Sunday, January 27, 2008

The Ice Prince

It's a good title, isn't it? But, sadly, not mine. It is, instead, the name of a cargo vessel that sank off Portland Bill a week ago. I knew nothing about it until we trouped down to Worthing prom this afternoon, for the small boy to ride his bike, and found 5,000-tonnes of timber lying on the beach.

The sun was shining and, in true British fashion, half the population of Sussex had turned out, accompanied by several ice-cream vans. This 31-second offering shows the wash-up still in action.

According to himself, who has lived in the area since...[insert date from long ago], Worthing was always the channel's dumping ground. It used to be seaweed, he said, torn up during summer storms, and washed up four-feet thick on the beaches just in time for the holiday season.

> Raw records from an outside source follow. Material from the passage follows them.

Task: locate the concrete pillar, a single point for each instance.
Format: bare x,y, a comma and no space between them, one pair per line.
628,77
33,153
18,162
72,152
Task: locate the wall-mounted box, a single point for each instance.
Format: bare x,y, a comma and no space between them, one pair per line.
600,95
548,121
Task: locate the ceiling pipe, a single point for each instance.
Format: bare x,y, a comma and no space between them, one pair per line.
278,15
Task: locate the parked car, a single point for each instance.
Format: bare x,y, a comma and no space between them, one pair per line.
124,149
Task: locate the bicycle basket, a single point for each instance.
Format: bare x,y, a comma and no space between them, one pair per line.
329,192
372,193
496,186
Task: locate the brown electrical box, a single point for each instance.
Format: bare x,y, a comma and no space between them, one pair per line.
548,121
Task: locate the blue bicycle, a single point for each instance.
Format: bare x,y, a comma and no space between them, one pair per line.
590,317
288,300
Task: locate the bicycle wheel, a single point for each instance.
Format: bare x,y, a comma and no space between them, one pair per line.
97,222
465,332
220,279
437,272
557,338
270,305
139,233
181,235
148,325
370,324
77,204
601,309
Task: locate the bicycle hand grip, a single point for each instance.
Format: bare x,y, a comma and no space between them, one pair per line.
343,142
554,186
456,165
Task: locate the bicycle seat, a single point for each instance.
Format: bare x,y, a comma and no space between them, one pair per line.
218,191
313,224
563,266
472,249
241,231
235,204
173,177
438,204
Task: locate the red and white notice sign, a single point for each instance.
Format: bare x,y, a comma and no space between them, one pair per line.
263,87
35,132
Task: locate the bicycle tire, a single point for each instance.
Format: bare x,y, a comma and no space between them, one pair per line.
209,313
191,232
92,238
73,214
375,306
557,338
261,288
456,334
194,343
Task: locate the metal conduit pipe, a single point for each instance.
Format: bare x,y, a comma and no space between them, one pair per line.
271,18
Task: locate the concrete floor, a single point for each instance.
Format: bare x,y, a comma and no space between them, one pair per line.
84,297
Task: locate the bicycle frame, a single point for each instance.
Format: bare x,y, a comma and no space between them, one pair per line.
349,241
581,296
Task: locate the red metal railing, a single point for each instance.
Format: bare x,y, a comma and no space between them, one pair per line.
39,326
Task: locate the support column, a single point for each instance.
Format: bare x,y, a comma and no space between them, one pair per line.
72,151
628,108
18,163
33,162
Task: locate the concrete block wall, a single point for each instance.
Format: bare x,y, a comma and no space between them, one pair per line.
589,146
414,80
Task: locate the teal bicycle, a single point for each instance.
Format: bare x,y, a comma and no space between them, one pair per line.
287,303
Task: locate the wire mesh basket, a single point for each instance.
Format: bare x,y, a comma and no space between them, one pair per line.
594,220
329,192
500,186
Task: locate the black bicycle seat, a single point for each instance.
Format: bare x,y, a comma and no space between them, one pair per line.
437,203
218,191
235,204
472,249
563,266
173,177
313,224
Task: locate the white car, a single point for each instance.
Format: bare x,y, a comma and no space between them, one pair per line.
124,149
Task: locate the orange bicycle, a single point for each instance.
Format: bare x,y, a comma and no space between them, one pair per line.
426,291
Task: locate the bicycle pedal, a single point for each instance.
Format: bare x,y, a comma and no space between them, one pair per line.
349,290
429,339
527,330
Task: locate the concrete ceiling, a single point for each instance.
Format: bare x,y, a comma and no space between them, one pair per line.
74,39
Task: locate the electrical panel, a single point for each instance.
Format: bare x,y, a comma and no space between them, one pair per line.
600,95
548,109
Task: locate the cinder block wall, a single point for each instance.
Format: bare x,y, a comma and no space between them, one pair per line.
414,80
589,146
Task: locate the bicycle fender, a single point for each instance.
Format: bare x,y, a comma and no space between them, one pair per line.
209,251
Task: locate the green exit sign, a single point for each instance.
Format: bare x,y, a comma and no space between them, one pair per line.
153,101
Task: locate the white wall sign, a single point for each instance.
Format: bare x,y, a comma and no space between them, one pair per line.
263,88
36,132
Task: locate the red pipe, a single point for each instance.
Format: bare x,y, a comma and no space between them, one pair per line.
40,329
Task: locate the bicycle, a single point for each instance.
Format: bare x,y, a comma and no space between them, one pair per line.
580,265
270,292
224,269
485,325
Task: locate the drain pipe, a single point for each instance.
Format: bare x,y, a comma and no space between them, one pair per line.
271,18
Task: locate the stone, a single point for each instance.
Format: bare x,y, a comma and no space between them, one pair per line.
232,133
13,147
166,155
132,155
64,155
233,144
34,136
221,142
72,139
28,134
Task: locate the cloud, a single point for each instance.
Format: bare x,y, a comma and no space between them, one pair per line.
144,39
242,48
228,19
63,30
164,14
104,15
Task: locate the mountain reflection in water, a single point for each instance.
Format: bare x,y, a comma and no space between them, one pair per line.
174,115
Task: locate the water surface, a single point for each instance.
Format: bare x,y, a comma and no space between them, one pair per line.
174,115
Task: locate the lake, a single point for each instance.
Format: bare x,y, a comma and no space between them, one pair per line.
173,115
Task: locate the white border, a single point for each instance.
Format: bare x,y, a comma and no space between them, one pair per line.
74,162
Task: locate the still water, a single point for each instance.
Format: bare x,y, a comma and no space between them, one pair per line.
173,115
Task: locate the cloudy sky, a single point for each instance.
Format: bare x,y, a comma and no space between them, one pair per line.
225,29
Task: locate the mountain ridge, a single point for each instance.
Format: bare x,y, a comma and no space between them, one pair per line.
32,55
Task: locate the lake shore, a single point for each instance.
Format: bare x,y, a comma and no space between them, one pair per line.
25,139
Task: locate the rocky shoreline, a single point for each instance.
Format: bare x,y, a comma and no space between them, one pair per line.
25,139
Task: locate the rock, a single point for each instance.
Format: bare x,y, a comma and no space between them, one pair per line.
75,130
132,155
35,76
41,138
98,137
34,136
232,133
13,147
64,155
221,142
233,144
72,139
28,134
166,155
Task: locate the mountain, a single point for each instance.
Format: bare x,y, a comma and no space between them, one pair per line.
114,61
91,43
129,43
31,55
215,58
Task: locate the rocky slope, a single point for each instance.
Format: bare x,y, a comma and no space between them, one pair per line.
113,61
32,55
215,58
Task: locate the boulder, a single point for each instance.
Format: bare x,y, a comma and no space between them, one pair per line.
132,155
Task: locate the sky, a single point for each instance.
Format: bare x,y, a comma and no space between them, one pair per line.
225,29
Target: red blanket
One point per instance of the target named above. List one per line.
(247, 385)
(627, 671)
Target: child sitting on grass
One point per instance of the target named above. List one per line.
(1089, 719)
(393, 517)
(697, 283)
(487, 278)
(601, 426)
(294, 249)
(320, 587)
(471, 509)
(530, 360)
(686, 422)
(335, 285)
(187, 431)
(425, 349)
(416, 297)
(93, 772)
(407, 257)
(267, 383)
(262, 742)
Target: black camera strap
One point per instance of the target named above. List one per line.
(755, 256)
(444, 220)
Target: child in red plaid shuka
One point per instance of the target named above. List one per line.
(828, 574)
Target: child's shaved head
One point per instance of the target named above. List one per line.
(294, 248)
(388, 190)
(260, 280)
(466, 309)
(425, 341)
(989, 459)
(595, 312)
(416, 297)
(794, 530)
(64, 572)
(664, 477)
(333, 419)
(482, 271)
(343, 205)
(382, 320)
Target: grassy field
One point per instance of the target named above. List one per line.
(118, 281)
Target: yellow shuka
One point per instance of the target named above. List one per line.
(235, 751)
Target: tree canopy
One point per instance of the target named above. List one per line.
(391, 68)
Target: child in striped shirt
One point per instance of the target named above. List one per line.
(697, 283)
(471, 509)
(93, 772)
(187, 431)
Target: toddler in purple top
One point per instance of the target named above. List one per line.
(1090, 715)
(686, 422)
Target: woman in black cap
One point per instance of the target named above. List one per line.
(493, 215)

It would then rot, attracting swarms of flies and giving off a smell that he can only describe as "pungent", thus rendering the beach "completely unapproachable". See this article on the Worthing Herald's website, from where I, er, borrowed this picture.


HelenMH said...

How fantastic. I love places where slightly strange things happen!

womagwriter said...

We were hoping the timber would wash up on the beach near us, at Southbourne. We'd've nicked some and sawn it up for firewood.

Lane said...

Interesting! Let's hope you never have a repeat of the seaweed and flies!


I saw a picture of this in the paper - must have been even odder up close.

I remember watching a trawler going down once, in a terrible storm - I worked for an engineering company whose offices were right at the end of the pier. No wonder I'm bloomin' scared of water!!

Fiona said...

I love Worthing - my oldest friend lives there, married to a doctor who may well be yours. He's a bit grumpy so won't name him!

Leigh said...

Helen - Worthing's slightly strange at the best of times, although Brighton (which I hear got the wood as well) is the epitome of strange.

Womagwriter - I don't know what they'd be like about it along your way (is that Southbourne near Bournemouth?), but they've been nicking the nickers round here!

Lane - We don't know what happened to the seaweed. It doesn't come anymore. Perhaps the Worthing tourist board dropped some nasty chemicals (oops) in the sea over the weed beds!

Karen - It was odd, that's for sure. Water is certainly something to be scared of - good honest natural instinct that!

Fiona - We live on the weald, about half-an-hour north east of Worthing, so your friend's doctor-husband is safe from us (or should that be the other way around?) !!